Единственный столик находится все на том же балкончике. В тесной комнатке только узкая кровать и напольная вешалка. Сильно пахнет лесом, сырым деревом, и совсем не пахнет Нокой. Почти непривычная ситуация. Нимея провела с Фандером два дня подряд, и он уже решил, что запах кофе – его новый вечный спутник.
Хочется скорее смыть с себя пот, дорожную пыль, съесть что-нибудь и упасть на кровать. В соседнем номере тоже слышна поспешная возня: шорох, шелест, скрип кровати, стук двери, шум льющейся из душа воды.
Душ.
Фандер шарит глазами по номеру и обнаруживает неприметную дверь в ванную комнату на смежной с номером Ноки стене. Он заходит туда осторожно, будто ванна может оказаться общей, но это глупо. Хотя шум воды достаточно громкий, чтобы подозрения были оправданными. Внутри темно – слабая лампочка под потолком и черная помутневшая плитка. Набор одноразового мыла на полочке, пушистый халат, полотенце. Стоит все это увидеть, и тут же хочется скорее снять с себя одежду, которая за день окончательно прилипла к коже.

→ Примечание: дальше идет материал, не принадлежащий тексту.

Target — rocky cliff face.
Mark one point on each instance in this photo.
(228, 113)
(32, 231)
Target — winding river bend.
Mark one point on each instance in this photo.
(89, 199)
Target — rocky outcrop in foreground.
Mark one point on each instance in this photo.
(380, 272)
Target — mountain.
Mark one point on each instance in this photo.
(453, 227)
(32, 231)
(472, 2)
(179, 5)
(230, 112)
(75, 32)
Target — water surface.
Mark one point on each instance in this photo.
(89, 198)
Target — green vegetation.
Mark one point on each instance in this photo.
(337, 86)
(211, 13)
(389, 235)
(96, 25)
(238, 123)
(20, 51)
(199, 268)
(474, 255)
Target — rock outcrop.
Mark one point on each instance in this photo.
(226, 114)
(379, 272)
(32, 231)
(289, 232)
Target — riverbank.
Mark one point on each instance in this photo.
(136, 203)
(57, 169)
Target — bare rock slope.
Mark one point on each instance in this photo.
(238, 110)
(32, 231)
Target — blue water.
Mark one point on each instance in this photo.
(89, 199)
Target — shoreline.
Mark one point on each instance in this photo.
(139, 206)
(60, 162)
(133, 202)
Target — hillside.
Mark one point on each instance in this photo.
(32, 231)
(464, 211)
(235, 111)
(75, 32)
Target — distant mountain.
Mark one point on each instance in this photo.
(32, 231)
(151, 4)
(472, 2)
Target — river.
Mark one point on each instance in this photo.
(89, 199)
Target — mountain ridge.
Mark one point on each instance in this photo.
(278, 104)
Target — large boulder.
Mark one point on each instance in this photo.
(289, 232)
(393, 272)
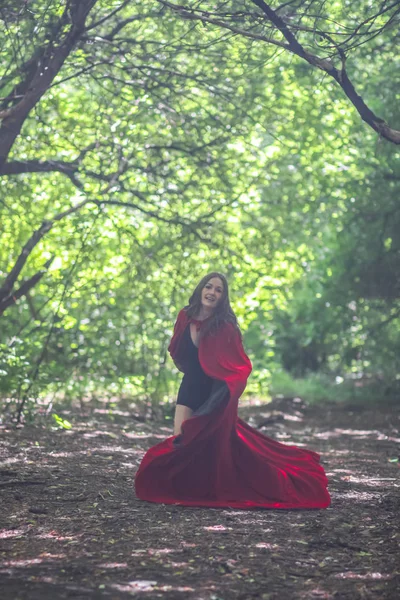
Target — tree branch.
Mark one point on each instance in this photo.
(25, 287)
(43, 69)
(293, 45)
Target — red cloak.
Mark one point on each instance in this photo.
(219, 460)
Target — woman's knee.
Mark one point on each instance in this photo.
(182, 413)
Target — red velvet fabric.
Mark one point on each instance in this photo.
(219, 460)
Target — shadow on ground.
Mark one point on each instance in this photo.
(71, 526)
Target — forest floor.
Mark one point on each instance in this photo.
(71, 526)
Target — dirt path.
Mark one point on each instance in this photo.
(70, 526)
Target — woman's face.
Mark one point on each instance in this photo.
(212, 292)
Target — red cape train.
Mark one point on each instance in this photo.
(219, 460)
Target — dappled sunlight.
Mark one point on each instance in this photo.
(54, 535)
(358, 496)
(143, 436)
(162, 551)
(352, 575)
(266, 546)
(114, 565)
(28, 562)
(373, 481)
(357, 433)
(217, 528)
(112, 411)
(134, 587)
(93, 451)
(6, 534)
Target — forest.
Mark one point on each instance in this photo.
(143, 145)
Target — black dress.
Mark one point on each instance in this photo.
(196, 385)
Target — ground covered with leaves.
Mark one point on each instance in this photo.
(71, 526)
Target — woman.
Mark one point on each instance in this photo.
(214, 458)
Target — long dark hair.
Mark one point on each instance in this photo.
(223, 312)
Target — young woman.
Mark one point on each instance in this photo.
(214, 458)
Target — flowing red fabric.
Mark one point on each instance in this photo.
(219, 460)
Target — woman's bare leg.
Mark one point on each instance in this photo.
(181, 414)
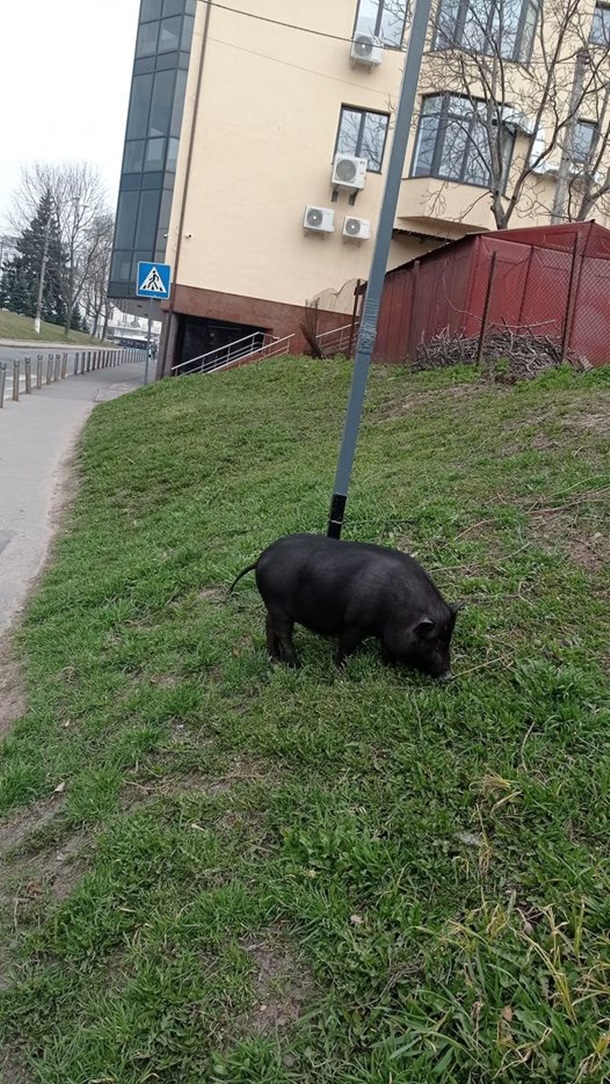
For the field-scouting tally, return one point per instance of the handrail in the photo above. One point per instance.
(204, 358)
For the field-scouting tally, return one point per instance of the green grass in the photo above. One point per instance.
(14, 326)
(255, 875)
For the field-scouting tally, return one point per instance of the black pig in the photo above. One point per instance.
(353, 590)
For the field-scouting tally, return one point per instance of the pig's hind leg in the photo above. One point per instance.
(280, 637)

Фандер быстро раздевается, хватает с полки мыло и включает воду. Сначала она совсем ледяная, потом стремительно нагревается, и комнату заволакивает пар.

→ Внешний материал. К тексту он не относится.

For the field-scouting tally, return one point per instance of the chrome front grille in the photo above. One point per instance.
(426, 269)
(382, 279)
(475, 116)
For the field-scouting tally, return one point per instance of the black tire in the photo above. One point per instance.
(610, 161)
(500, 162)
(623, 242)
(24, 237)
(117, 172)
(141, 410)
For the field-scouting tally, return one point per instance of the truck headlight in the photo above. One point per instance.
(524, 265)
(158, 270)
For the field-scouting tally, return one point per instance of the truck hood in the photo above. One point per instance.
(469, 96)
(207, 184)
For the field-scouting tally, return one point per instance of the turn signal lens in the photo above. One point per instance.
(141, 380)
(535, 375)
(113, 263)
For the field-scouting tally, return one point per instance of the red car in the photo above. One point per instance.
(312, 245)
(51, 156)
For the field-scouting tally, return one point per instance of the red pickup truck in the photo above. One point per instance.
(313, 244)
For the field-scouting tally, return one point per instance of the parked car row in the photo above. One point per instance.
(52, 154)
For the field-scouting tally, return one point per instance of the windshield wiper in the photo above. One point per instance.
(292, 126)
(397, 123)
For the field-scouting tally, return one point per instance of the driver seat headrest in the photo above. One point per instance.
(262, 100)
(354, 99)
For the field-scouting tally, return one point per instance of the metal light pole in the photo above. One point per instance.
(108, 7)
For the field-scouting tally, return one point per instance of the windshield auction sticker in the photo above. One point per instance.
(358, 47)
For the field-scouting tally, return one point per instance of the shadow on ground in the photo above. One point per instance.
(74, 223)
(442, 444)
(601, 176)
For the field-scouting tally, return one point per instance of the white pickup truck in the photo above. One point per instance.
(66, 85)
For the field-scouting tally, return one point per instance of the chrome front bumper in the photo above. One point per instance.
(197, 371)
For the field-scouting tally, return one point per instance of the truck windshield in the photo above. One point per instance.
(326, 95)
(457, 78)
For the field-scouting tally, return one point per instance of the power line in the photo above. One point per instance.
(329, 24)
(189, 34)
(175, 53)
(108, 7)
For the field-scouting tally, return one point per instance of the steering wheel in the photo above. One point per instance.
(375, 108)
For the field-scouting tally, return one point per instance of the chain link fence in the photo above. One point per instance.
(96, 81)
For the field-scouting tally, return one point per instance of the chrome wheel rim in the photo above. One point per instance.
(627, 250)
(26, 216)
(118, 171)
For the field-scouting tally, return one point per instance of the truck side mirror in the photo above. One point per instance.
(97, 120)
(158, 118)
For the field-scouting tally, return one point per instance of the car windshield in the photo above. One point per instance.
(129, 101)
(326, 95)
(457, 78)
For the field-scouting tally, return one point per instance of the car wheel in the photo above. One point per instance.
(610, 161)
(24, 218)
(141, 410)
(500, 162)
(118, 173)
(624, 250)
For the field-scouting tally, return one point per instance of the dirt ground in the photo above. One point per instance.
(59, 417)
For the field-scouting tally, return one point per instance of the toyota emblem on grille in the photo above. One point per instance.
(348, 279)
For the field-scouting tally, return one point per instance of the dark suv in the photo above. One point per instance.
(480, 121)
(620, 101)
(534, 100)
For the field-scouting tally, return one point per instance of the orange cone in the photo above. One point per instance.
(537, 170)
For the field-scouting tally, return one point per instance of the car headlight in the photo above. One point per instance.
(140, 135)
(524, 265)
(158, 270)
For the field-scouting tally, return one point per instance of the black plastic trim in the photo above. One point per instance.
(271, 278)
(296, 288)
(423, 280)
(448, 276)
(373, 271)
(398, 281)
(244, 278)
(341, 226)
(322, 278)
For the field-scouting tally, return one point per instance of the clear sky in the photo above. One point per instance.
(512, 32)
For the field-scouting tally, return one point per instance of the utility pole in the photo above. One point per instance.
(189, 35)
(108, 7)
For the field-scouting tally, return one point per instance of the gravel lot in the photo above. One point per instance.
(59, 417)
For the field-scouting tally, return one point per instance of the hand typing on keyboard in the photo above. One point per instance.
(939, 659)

Звуки воды из соседнего номера кажутся еще громче, будто перегородки сделаны из картона и украшены пластиковой плиткой для красоты. Как только он включает воду, по другую сторону резко прекращается плеск, остается только мерный стук капель о кафель.

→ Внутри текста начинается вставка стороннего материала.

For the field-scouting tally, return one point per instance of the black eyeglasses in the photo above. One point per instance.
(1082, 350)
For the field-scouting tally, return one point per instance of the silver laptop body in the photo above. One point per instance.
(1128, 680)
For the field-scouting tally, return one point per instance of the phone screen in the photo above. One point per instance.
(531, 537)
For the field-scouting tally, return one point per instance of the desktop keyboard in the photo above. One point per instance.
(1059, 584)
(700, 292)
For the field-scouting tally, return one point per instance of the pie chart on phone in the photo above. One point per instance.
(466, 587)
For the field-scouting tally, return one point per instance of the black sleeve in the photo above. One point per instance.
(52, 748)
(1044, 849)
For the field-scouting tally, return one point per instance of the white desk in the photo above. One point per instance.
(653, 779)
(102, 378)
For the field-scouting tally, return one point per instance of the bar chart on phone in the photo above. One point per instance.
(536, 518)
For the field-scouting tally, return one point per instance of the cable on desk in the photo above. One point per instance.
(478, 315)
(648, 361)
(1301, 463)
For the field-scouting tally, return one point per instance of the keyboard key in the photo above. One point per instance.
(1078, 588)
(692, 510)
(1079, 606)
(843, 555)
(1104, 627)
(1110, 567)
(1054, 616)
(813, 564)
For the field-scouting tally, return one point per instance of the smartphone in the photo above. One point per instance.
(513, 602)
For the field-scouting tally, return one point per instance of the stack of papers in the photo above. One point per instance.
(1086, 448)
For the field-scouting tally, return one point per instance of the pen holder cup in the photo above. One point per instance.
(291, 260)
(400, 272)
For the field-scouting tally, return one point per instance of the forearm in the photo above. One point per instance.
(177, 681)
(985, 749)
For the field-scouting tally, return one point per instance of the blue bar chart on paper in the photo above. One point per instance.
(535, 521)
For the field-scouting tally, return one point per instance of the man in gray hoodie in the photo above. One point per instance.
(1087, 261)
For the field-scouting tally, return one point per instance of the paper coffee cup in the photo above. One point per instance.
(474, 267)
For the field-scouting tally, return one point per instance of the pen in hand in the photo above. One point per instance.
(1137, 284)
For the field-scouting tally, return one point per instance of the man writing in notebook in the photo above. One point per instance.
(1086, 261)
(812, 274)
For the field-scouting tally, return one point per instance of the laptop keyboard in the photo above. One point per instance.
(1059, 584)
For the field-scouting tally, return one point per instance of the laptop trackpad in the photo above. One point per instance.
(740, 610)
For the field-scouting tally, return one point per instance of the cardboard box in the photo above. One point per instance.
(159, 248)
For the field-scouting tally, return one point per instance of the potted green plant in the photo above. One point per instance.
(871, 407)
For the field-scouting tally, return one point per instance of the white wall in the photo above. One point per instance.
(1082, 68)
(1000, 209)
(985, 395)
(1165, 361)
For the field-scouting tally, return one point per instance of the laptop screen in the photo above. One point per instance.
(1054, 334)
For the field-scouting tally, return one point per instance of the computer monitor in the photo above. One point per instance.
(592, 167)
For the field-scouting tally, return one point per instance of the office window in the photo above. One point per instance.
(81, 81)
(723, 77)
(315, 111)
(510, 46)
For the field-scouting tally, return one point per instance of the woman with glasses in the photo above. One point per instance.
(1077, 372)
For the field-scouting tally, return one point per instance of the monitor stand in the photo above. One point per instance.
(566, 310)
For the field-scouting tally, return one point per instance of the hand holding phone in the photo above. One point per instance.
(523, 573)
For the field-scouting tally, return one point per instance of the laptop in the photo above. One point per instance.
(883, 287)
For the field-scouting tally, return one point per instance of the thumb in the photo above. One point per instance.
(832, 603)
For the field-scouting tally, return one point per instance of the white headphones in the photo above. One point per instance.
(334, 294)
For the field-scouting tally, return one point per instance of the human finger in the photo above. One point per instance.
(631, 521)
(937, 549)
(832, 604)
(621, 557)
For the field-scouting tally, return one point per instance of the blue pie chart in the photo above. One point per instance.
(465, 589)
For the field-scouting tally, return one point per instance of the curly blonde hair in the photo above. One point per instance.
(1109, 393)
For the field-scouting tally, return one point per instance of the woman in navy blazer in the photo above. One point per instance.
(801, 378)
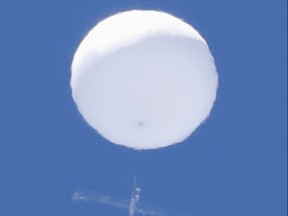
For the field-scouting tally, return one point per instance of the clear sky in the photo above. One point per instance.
(234, 164)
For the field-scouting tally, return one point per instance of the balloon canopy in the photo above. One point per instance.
(144, 79)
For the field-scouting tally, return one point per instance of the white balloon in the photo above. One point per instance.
(144, 79)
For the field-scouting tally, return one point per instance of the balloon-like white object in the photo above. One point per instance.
(144, 79)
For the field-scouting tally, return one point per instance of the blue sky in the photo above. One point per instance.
(234, 164)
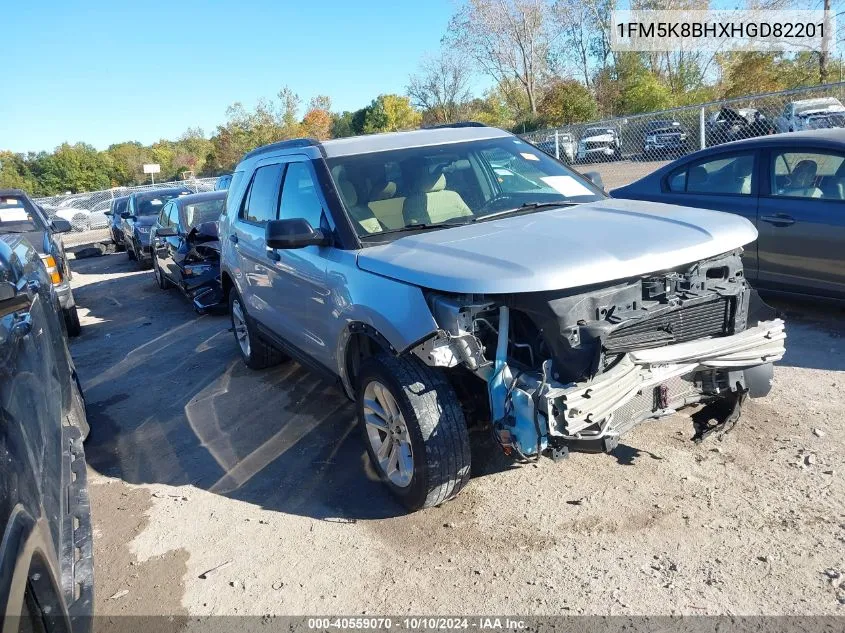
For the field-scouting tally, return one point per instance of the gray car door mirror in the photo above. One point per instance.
(11, 300)
(595, 178)
(293, 233)
(60, 225)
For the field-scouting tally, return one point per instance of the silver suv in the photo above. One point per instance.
(459, 276)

– Хардин? – слышится приглушенный женский голос.
– Нока?
– Черт, что за паршивый мотель. Я что, буду всю ночь тебя слышать?
– Я постараюсь спать потише.
– И никаких непотребств в душе.
– Как ты могла такое обо мне подумать?
– Очень даже могла. Во всех подробностях.
– Ты что, фантазируешь обо мне в душе?
– Постоянно, – доносится едва различимый ответ, но слышно, что последнее Нимея цедит сквозь зубы. – Иначе, ты думаешь, зачем я тебя откопала? Чтобы тебя заполучить в свою постель, так что мойся получше. Скоро твой час придет.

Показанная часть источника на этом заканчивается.